The Rathe are centuries ahead of Earth in developing advanced technology but didn’t pursue it as they saw the dangers, preferring to do things like creating food the old-fashioned way. Aleric, the main Rathe character, acts as Lydia’s guide and a go-between with her and the characters she meets from the city.
Colony is quite a long book and I feel it could have been made better with some trimming down. The first 15% or so of the book is made up of Lydia reflecting on her trauma and getting to know Jordan. While this is important for character development (Lydia is isolated by her own choice and about to be sectioned), there does seem quite a lot of repetition in this early section as they are basically either in her house or by the river.
Later on in the book there is a couple of chapters devoted to the warrior race the Heart and their battle training methods, which Lydia then has a go at. The problem with this is that whilst Lydia is gaining mental strength I didn’t think there was really a huge need for a Katniss-style (and / or whatever the main character in Divergent was called) montage section, especially as is isn’t really paid off later. I felt this could have been cut, or at least reduced. The story also pulls the ‘character thinks someone is dead but they’re not quite’ card more than once, and occasionally falls into the Lost method of storytelling by withholding things from the reader because it’s not time to know it yet. The characters do explain why certain information isn’t told, but it rang slightly hollow.

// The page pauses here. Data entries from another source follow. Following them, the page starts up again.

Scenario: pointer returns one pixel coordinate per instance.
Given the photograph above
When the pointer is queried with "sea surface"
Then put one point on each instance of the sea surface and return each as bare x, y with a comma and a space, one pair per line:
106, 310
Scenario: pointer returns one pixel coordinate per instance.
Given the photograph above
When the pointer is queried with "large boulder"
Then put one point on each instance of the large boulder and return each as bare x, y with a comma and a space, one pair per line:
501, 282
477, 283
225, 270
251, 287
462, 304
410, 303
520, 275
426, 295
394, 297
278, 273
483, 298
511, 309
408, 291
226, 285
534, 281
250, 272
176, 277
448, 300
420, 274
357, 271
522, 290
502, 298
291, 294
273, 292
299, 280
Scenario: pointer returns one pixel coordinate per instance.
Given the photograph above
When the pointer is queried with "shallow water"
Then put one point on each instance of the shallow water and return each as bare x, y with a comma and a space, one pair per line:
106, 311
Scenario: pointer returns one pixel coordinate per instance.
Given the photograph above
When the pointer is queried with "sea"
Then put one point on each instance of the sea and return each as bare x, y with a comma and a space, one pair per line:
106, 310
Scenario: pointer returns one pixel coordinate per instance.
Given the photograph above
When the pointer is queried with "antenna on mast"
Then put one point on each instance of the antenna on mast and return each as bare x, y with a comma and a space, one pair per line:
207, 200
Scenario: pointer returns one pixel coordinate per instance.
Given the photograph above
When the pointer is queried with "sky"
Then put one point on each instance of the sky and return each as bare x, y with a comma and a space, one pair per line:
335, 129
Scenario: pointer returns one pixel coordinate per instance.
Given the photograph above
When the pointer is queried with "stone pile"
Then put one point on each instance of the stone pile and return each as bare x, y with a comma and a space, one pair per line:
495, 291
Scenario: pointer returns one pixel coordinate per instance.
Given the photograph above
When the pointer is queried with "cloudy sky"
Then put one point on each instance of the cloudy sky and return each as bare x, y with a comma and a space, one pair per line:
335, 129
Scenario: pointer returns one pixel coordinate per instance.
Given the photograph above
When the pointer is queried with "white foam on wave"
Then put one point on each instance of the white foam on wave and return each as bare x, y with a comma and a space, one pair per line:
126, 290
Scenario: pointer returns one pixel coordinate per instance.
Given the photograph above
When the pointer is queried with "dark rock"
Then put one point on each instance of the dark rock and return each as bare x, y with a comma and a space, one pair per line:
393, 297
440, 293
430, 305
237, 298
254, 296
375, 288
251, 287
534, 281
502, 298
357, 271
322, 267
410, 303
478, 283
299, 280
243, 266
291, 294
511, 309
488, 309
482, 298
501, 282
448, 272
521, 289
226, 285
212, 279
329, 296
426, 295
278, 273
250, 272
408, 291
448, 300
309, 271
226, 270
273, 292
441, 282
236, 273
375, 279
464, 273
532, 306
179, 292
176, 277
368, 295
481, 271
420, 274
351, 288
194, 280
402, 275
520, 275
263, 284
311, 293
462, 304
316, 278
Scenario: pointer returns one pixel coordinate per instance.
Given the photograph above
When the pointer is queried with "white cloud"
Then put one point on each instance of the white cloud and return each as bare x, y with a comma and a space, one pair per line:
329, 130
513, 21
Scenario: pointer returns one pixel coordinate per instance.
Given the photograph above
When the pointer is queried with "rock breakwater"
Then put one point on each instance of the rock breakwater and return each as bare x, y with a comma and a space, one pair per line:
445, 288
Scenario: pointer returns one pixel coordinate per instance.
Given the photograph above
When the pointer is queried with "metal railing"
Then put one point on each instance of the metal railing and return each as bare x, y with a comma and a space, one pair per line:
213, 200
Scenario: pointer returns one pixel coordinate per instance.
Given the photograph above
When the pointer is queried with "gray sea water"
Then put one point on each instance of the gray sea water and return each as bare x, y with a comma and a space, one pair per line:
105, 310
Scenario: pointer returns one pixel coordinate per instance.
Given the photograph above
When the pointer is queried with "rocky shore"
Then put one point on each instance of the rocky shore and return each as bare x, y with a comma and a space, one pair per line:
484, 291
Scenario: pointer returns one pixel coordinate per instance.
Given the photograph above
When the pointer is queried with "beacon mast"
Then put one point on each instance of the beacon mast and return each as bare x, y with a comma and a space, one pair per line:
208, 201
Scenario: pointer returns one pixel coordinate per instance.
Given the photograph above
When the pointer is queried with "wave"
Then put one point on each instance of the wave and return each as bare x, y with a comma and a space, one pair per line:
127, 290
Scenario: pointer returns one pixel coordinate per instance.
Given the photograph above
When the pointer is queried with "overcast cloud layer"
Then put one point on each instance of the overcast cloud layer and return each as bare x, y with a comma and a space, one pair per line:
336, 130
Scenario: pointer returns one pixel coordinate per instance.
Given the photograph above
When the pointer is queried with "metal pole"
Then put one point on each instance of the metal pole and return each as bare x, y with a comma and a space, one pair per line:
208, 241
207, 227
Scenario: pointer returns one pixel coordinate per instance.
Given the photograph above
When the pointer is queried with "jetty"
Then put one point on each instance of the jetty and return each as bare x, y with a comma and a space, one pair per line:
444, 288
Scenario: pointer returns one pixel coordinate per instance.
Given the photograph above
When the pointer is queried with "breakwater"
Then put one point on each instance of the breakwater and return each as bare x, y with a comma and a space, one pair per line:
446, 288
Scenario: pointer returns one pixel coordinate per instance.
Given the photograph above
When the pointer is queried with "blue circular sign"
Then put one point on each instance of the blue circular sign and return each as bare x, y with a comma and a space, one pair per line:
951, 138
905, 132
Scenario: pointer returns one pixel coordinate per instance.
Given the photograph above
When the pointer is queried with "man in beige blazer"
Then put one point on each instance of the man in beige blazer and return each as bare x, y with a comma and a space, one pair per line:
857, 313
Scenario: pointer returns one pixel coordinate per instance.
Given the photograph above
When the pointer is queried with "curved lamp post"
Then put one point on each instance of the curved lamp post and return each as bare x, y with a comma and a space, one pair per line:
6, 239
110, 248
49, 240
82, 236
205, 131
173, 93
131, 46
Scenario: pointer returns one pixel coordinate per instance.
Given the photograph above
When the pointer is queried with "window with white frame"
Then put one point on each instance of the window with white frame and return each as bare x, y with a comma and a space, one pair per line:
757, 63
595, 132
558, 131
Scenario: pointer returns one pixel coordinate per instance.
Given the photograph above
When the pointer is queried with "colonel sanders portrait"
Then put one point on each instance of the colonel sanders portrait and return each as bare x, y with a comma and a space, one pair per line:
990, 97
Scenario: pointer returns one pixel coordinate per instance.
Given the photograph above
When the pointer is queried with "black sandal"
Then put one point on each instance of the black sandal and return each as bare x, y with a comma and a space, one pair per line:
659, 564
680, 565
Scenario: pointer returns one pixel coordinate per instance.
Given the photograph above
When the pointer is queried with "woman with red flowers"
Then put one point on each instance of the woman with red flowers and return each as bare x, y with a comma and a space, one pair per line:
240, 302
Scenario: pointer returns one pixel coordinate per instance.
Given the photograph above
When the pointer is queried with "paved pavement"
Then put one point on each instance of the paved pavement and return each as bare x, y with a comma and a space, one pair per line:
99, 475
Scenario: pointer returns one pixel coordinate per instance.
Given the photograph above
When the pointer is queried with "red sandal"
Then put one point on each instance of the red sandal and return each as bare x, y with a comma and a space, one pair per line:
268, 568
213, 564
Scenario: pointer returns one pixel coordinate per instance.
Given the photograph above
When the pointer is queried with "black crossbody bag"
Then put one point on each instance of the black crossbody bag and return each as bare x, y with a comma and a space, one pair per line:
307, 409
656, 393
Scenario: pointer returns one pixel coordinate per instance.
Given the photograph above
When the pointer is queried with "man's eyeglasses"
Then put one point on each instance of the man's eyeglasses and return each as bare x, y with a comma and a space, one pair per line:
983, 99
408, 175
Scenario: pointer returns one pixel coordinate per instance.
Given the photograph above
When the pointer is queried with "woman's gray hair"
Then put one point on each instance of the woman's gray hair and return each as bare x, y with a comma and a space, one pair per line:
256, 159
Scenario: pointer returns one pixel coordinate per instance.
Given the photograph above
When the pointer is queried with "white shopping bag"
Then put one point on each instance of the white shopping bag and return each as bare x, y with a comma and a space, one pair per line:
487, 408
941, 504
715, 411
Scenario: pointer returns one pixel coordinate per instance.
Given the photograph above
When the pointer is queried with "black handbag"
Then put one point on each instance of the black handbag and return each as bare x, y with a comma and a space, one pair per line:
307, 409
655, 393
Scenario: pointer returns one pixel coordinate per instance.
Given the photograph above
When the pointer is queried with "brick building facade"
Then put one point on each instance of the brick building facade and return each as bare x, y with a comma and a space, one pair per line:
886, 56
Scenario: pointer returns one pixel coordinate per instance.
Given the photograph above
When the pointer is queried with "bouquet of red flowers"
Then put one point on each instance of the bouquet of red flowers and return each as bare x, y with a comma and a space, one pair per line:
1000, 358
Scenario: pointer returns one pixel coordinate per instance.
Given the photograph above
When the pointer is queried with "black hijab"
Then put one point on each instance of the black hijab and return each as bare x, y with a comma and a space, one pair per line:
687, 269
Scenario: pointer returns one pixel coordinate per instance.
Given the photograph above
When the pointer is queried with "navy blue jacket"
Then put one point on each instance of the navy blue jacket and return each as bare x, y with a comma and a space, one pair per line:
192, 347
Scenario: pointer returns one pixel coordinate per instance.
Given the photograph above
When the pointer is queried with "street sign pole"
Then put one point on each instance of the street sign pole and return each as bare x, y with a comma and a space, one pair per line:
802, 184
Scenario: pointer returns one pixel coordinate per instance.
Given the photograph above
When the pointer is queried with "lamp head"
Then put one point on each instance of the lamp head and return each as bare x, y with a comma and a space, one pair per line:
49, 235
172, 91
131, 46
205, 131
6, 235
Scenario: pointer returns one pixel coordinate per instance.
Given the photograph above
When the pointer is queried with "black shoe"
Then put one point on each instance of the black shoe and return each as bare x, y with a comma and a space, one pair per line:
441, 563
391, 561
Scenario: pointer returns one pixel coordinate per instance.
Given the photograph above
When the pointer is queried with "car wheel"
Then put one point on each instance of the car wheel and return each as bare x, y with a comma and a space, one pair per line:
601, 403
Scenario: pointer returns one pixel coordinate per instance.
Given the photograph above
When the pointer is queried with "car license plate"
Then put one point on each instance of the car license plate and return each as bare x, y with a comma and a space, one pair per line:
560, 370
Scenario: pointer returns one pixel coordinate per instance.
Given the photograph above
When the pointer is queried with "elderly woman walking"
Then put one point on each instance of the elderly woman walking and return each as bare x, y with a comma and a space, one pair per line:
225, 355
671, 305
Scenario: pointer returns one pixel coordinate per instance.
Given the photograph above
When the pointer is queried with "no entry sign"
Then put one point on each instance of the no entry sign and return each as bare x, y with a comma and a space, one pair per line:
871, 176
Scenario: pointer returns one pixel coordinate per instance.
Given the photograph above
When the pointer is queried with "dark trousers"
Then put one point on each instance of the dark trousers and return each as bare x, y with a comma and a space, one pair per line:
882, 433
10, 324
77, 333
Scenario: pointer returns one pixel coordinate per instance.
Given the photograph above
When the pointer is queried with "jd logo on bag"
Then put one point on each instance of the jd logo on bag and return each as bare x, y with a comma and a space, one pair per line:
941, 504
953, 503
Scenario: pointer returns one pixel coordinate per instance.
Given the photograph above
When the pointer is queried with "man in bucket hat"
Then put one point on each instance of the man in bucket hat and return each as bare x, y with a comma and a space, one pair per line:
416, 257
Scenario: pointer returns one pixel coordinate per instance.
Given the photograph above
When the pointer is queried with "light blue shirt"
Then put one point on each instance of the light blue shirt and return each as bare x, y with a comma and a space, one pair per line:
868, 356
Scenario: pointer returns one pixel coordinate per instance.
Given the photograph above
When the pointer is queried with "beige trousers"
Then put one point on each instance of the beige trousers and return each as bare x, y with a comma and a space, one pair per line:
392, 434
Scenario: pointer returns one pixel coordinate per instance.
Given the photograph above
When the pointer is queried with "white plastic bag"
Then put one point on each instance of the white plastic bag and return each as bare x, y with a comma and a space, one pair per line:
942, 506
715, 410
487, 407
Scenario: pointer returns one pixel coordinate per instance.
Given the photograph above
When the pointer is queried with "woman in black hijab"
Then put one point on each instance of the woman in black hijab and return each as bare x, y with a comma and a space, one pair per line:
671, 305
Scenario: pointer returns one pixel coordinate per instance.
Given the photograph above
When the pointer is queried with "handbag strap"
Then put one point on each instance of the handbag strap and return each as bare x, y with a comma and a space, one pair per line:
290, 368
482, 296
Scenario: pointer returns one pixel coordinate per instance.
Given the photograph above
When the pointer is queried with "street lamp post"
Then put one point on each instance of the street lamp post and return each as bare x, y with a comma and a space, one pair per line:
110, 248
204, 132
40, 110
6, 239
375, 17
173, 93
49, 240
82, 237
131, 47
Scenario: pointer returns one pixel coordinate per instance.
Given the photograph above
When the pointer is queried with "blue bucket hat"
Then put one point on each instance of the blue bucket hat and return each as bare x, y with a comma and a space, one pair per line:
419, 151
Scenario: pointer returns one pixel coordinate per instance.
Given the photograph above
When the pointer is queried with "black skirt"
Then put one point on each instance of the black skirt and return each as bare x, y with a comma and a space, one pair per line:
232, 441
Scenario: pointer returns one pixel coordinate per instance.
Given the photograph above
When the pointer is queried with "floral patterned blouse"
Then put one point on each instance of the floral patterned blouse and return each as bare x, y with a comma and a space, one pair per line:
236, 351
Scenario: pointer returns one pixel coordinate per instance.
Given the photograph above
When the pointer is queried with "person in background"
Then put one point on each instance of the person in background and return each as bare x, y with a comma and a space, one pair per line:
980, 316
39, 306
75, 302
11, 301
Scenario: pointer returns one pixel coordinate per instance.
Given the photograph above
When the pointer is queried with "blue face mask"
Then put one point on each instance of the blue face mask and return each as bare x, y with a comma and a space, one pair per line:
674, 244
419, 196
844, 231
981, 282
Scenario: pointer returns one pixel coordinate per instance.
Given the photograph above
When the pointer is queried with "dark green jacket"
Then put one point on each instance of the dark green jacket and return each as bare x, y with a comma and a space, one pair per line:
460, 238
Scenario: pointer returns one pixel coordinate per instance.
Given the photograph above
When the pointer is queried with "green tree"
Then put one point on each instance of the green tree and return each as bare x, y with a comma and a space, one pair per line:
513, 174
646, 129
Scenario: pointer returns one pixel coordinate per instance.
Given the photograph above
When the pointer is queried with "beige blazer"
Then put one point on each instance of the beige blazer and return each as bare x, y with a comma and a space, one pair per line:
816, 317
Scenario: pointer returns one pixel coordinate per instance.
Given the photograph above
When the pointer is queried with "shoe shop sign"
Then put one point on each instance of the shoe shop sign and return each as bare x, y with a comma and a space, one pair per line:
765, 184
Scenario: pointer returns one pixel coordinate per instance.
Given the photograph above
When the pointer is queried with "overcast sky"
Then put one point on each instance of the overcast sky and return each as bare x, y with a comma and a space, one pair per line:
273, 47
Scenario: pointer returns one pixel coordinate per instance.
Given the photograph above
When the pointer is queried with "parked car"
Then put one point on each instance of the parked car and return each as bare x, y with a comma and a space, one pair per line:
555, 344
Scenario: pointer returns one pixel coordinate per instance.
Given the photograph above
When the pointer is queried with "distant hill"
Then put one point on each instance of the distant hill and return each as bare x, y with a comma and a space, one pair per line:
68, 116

That said, there are some very exciting scenes in the story (the bait and chase scene springs to mind) and the third act races along at a pace, so much that I finished the last quarter of the book in one sitting. There are also quite a few plot twists and moments of revelation along the way which I enjoyed greatly (and won’t spoil here). The best twists in fiction are ones that are there in plain sight and these were handled very deftly I thought. There are also lots of good ideas on how the colony functions and the hidden price they all have to pay.
Colony is told in a first person perspective (well, 99% of it is anyway). I have to admit it’s not my personal favourite way of storytelling as although it adds a very personal touch, it tends to limit the scope and breadth of the narrative. We don’t really find out much about the city and its inhabitants, for example, apart from that they are given everything they need from a central computer. How they live day to day and why a lot of them seem so empty that they need to reach out to other worlds is left to our imagination. Still, this is just my personal choice and has no reflection on the final rating.
I enjoyed The Colony and I’d recommend it to science fiction fans looking for something a bit different, or to romance readers wanting a bit of a change of scene.
Rating: 4 / 5
Disclaimer and disclosure. This book was bought by me from Amazon.co.uk. All opinions are my own, and I am receiving no payment for the review, either by financial or review-swap means.